Our network supplier has been experiencing a network issue which is causing packet loss and high latency from certain routes on the internet. This is affecting our hosing platform and connectivity products.
The problem appears to have resolved, although we have not yet received confirmation.
We will update once we have a further information.
The network suppliers have confirmed that the issue is resolved, and will be reporting on the cause.
Our network suppliers have finished investigating the network incident 21/03/2013, and issued a technical report.
The network has been chosen for it’s reliability and performance, and is a highly resilient network with multiple failover systems and multiple paths, so in the event of a router or connection failure, data is immediately redirected over alternate paths with little or no loss of service.
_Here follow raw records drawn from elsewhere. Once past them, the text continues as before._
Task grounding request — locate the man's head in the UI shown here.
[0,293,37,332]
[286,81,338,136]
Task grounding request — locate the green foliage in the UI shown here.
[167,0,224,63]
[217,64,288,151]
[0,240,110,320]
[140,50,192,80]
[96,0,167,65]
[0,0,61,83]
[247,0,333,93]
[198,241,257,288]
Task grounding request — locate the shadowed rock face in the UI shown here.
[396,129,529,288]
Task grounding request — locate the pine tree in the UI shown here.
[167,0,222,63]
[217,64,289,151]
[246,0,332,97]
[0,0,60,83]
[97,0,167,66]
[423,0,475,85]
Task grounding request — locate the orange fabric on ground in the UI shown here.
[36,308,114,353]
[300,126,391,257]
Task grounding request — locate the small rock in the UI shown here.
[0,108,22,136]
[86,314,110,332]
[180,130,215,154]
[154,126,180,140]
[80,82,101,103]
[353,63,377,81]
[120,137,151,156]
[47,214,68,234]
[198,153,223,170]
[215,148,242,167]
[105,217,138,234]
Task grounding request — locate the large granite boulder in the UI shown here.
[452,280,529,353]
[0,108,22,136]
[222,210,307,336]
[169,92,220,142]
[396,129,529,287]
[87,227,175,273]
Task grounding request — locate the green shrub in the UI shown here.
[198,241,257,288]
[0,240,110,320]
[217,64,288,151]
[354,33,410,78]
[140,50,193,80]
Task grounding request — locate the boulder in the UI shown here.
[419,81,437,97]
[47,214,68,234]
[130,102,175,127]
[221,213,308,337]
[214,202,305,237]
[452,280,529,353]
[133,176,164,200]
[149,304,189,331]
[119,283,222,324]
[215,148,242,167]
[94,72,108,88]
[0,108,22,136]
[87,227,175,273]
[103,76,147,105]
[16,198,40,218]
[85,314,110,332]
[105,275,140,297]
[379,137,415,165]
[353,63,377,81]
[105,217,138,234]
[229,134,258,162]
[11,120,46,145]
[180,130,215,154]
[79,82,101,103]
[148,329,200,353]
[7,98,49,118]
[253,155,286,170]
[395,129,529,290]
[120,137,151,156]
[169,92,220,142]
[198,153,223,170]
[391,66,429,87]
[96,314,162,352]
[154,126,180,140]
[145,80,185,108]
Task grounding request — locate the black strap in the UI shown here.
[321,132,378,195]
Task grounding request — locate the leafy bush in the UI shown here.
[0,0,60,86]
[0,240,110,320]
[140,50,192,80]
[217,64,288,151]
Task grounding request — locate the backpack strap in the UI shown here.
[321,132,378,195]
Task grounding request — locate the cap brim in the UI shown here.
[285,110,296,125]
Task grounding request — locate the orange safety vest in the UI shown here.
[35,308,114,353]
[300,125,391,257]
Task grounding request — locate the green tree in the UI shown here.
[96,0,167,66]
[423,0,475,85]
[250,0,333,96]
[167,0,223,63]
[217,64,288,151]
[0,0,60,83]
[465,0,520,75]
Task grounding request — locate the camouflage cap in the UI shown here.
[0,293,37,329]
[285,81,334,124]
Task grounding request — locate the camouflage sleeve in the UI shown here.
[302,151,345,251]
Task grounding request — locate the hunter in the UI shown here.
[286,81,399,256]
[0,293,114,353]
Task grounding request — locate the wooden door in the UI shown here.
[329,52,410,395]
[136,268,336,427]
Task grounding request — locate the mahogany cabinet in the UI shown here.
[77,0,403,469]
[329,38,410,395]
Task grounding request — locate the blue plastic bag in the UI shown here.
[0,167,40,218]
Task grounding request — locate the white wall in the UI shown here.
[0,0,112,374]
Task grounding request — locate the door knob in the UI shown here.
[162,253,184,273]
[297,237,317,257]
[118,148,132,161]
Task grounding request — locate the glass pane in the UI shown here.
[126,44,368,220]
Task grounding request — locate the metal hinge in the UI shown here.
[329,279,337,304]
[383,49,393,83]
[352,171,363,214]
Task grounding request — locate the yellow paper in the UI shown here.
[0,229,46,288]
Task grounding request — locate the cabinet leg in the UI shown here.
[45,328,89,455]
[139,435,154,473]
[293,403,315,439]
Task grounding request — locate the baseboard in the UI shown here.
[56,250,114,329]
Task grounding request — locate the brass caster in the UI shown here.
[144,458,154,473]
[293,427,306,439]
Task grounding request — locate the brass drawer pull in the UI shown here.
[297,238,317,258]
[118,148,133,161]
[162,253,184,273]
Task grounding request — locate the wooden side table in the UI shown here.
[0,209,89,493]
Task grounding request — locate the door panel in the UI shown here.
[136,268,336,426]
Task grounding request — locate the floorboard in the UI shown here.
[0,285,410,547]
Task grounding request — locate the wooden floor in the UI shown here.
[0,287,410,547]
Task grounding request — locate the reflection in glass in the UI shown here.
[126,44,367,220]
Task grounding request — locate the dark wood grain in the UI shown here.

During the incident 21/03 however, the whole network was effectively inaccessible, which should never be the case, and is highly unusual.
The cause of this has been traced by the supplier to human error in the configuration of a device which sent incorrect data to all routers in the whole network. They are putting additional measures in place to prevent a repeat of this issue.
Please accept our apologies for any inconvenience this issue caused.
An extract from the suppliers report says:
——————————————–start report
“The cause of the issue was traced at approximately 19.15 hrs when our engineers identified a TCAM memory overrun in one of our core router logs. This indicated that the core routers were seeing excessive BGP routes, hence the overrun. This was then rapidly traced to our lab environment within our HQ where a stress test of new hardware and equipment was taking place. The traffic and routes from the stress test that were causing the issue were being advertised on our core network, these would normally be filtered by our edge BGP filters. However a misconfigured filter was in place, which meant that the traffic was able to affect our core.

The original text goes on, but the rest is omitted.